Micrographia by Robert Hooke
One of Swift's inspirations, no doubt. A work with magnificent images brought fresh from the microscope lens, in which a domestic Galileo reveals the hidden secrets of Restoration London.
Ulysses by James Joyce
The best book published in the single best year in all of literature, ineptly produced by enthusiastic amateurs in exile. It is the epitome of the modern first edition as fragile, beautiful, impossibly desirable object.
Lucky Jim by Kingsley Amis
Am I allowed two curmudgeons on such a short list? Disgracefully funny.
Peter Harrington, 100 Fulham Road, SW3 6HS; peterharrington.co.uk
Nicky Dunne, chairman of Heywood Hill
Described by The Daily Telegraph as ‘unique, magical and quietly influential’, Heywood Hill is a Mayfair institution that has been selling old, new and antiquarian books since 1936
Remembrance of Things Past by Marcel Proust
Updike called it 'a vast sweet sea' and he was, as usual, spot on. Everything about Proust, the writer and the man, is riveting and beguiling. It took me a year to read his oceanic novel but I think about it and him all the time. You can't help it. He gets under your skull. And Proust really is for everyone. The building next to our shop on Curzon Street was under renovation last year and one of the Irish builders became a pal. He regaled me with extracts from Proust, which he read in the original French. Boy, those Irish can read. Chapeau Paddy!
A Time of Gifts by Patrick Leigh Fermor
The other principal Paddy at Heywood Hill is the immortal Patrick Leigh Fermor, who wrote a number of legendary baroque tales masquerading as travel books.
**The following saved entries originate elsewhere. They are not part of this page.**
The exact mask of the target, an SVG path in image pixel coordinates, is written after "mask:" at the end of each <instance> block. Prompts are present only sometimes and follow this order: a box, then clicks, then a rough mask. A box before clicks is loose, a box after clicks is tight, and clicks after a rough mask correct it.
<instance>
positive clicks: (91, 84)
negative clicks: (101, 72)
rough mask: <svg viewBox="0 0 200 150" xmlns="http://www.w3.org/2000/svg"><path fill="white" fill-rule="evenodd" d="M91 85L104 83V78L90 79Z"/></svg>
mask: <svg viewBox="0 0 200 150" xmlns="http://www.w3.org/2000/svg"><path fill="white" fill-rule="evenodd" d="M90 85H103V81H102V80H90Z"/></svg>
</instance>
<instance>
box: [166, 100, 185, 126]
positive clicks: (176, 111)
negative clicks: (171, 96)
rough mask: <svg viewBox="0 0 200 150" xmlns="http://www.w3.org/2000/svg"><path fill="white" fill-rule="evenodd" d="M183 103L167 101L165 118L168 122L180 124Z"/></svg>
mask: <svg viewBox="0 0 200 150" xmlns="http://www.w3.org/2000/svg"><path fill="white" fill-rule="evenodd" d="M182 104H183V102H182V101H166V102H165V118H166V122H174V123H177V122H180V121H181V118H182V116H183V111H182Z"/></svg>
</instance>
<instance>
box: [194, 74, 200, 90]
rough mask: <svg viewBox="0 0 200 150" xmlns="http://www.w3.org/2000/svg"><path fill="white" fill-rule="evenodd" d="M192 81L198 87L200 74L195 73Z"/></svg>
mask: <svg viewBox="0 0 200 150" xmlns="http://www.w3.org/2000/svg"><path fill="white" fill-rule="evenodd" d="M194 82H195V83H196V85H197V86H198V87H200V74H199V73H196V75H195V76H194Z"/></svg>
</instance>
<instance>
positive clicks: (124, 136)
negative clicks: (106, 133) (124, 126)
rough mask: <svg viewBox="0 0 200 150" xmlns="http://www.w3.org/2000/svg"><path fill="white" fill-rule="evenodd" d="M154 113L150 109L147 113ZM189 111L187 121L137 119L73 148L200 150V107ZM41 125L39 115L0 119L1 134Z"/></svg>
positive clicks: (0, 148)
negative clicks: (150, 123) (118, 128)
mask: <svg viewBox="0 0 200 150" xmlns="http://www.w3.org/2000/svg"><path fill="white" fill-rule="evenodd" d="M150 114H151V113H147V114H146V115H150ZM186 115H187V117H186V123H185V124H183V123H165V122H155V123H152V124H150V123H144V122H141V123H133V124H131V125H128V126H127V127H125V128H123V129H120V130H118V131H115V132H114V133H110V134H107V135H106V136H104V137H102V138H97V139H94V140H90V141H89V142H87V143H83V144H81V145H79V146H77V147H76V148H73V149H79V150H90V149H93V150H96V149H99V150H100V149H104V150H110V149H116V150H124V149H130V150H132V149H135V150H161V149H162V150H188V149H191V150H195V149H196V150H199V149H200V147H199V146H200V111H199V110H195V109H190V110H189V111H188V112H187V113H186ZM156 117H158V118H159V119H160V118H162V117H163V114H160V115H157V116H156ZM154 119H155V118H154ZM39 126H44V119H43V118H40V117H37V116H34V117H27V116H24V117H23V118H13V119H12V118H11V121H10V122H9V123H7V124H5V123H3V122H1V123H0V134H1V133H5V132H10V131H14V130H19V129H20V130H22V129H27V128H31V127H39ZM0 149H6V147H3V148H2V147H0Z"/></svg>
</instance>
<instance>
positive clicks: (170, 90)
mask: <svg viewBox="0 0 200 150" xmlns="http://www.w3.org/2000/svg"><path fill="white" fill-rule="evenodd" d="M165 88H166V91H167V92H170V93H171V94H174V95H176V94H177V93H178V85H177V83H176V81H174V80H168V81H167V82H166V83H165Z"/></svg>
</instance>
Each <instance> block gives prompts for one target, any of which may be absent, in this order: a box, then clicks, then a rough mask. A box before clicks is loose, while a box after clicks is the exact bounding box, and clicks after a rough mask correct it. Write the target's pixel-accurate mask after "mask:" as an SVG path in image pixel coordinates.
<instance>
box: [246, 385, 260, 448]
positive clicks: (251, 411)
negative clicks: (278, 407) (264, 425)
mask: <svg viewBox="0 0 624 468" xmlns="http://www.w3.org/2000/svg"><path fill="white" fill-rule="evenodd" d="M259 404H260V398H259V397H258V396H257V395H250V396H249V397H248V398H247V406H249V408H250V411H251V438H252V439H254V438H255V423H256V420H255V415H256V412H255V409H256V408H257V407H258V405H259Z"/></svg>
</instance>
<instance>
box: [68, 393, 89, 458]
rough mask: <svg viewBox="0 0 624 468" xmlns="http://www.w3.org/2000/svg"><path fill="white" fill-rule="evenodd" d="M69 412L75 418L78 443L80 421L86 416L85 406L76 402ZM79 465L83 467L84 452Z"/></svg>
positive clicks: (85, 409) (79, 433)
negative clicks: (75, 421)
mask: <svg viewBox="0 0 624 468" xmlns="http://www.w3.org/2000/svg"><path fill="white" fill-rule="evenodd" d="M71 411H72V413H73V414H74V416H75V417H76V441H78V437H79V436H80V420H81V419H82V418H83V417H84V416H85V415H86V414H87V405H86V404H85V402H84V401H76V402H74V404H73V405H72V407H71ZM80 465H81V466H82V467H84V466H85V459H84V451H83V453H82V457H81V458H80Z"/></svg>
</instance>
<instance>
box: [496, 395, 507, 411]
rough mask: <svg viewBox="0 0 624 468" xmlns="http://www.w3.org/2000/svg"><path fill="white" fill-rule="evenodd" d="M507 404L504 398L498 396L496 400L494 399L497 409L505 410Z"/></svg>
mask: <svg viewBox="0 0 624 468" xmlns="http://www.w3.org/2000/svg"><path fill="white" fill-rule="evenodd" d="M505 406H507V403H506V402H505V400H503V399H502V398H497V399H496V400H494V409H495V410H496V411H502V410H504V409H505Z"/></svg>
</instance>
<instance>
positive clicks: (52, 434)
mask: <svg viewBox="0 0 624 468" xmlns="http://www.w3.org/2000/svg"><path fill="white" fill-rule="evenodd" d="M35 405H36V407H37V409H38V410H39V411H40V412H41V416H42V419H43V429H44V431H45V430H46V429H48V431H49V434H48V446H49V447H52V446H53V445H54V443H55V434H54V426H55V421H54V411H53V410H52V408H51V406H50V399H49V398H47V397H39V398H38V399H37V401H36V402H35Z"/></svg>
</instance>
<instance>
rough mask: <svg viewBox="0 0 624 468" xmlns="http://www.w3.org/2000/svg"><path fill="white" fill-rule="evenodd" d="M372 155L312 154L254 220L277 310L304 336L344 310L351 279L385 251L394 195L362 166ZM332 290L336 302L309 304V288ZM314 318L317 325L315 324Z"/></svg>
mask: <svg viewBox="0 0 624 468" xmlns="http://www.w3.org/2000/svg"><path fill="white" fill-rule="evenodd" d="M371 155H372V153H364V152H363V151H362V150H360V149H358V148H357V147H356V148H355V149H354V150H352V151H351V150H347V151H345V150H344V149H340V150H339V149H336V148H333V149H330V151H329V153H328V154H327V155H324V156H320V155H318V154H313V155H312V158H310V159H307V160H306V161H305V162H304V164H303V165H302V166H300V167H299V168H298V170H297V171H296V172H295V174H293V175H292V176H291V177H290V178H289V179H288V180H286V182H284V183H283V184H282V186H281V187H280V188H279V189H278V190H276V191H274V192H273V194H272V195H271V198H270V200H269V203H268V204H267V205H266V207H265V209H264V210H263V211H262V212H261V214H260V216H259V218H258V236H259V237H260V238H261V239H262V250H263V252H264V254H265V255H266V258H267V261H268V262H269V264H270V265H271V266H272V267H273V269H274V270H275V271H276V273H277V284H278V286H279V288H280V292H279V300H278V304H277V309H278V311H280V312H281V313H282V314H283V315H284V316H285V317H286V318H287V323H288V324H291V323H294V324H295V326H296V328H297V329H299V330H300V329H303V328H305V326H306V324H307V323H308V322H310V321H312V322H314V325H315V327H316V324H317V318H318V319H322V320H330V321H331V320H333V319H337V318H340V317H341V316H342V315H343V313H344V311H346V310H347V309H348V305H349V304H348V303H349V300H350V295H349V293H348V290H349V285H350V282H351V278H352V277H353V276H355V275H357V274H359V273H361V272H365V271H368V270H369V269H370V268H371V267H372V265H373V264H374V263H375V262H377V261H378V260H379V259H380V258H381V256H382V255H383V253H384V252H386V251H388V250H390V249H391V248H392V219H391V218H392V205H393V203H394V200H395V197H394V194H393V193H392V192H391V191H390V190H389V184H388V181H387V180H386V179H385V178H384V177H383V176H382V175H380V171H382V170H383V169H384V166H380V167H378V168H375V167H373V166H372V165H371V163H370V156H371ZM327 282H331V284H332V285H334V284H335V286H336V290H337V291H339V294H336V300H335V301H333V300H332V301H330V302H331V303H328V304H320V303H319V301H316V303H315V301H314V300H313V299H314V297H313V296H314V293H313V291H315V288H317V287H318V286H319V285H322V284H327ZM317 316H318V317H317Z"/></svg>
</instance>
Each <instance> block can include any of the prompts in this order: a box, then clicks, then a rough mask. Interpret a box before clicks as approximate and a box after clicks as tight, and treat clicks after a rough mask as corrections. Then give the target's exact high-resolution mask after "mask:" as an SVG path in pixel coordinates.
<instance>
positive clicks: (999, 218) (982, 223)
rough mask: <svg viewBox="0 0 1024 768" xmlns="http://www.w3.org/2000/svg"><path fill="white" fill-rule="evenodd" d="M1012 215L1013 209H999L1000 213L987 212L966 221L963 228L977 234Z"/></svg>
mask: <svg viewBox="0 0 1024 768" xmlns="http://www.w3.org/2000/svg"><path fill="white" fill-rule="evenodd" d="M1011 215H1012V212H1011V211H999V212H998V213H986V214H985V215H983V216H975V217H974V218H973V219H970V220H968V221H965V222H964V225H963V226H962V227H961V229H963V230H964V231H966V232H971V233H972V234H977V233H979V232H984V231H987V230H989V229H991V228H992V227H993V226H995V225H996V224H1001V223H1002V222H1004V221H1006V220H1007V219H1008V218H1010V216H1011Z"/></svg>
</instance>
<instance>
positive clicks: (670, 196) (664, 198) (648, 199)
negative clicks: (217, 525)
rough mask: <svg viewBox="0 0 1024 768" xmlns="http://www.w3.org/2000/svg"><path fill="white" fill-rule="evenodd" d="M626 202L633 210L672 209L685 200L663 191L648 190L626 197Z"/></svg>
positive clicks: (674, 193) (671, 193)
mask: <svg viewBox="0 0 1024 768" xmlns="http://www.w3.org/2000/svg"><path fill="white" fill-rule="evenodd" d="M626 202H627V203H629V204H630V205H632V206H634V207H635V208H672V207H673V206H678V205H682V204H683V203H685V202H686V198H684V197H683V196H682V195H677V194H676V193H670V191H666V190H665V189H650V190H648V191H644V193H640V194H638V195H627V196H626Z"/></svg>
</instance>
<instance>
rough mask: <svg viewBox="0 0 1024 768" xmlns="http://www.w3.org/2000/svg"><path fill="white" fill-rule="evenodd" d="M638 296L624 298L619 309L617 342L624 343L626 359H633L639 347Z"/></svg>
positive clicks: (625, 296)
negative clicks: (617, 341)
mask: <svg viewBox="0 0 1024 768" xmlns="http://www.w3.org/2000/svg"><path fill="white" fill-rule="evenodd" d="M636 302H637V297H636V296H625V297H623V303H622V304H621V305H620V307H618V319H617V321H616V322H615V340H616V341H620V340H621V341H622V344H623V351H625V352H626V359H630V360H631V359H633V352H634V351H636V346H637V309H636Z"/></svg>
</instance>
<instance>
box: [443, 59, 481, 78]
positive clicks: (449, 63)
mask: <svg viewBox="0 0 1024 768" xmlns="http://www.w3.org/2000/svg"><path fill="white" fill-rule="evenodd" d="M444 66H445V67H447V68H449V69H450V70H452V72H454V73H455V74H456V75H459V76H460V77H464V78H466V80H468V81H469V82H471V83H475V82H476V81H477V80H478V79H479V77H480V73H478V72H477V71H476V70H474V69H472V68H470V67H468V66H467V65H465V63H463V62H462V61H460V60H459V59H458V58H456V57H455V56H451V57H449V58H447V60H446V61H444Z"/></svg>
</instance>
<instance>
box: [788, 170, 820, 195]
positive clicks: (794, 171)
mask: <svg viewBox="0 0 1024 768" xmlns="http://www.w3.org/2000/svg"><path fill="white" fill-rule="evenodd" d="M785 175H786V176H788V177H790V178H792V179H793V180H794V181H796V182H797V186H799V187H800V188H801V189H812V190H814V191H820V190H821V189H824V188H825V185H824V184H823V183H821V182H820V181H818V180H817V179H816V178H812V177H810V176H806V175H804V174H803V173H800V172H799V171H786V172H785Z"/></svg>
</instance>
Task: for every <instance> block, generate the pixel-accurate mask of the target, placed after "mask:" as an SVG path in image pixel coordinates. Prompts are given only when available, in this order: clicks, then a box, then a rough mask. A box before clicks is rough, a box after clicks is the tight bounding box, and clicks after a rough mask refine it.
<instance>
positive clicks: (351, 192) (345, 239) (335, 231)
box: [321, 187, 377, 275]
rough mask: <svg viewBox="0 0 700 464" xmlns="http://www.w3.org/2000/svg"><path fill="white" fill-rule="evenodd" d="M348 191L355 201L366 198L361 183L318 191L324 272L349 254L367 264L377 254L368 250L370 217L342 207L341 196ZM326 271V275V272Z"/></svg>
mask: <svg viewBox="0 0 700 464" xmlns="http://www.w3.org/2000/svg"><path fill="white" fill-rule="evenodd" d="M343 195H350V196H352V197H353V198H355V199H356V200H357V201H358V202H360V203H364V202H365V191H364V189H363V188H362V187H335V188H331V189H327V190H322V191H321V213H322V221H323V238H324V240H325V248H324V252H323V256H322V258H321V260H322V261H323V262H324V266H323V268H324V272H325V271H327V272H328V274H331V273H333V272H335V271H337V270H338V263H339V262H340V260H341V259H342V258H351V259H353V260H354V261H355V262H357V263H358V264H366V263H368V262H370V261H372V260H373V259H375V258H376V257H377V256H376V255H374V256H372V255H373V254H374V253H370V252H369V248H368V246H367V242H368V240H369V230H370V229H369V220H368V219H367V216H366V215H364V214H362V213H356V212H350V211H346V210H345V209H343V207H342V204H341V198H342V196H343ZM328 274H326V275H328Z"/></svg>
This is my favourite. Paddy loved our shop (and even lived above it for a few weeks) and set up an account here for his former lover, a Romanian princess, when she was marooned behind the Iron Curtain. It was our job to make sure that she didn't go short of good books. We have turned this idea into A Year in Books, a tailored monthly subscription for readers worldwide. At the moment we have subscribers in over 50 countries, so hopefully we are getting something right.
The Power Broker by Robert Caro
Good biographies should be banquets and this is an epic feast of a book about an American town planner. Sound interesting? I promise it will change your life. So much so that when the author visited our shop the other day I dropped to my knees with forehead to ground in obeisance. He is the world's greatest living biographer and this, his first book, is an unforgettable multi-layered masterpiece and portrait of a man, a city and a culture. One of the pleasures of working at Heywood Hill is meeting one's heroes and Mr Caro did not disappoint.
The Pursuit of Love by Nancy Mitford
At Heywood Hill one of our most distinguished former colleagues was Nancy Mitford. She worked in the shop for three years during World War 2 and officers would flock to the shop to chat with her. She was also busy refining her writing style and we like to think her time at Heywood Hill influenced this gloriously witty novel published soon after. We create libraries for all sorts of people on all sorts of subjects around the world and this is one of the few titles that I include in almost every project.
Flashman by George MacDonald Fraser
I read this book with its wild and brilliant conceit as a teenager and devoured every word the great man wrote. He was a customer and my predecessor had a hand in helping it into print. Long after the author died we were asked to sell his books, which we did with great pleasure. We like finding new homes for good books. On this occasion we asked Dominic West to dress up as Flashman and he swanked around Mayfair twirling his whiskers and sword and stopping traffic in the process.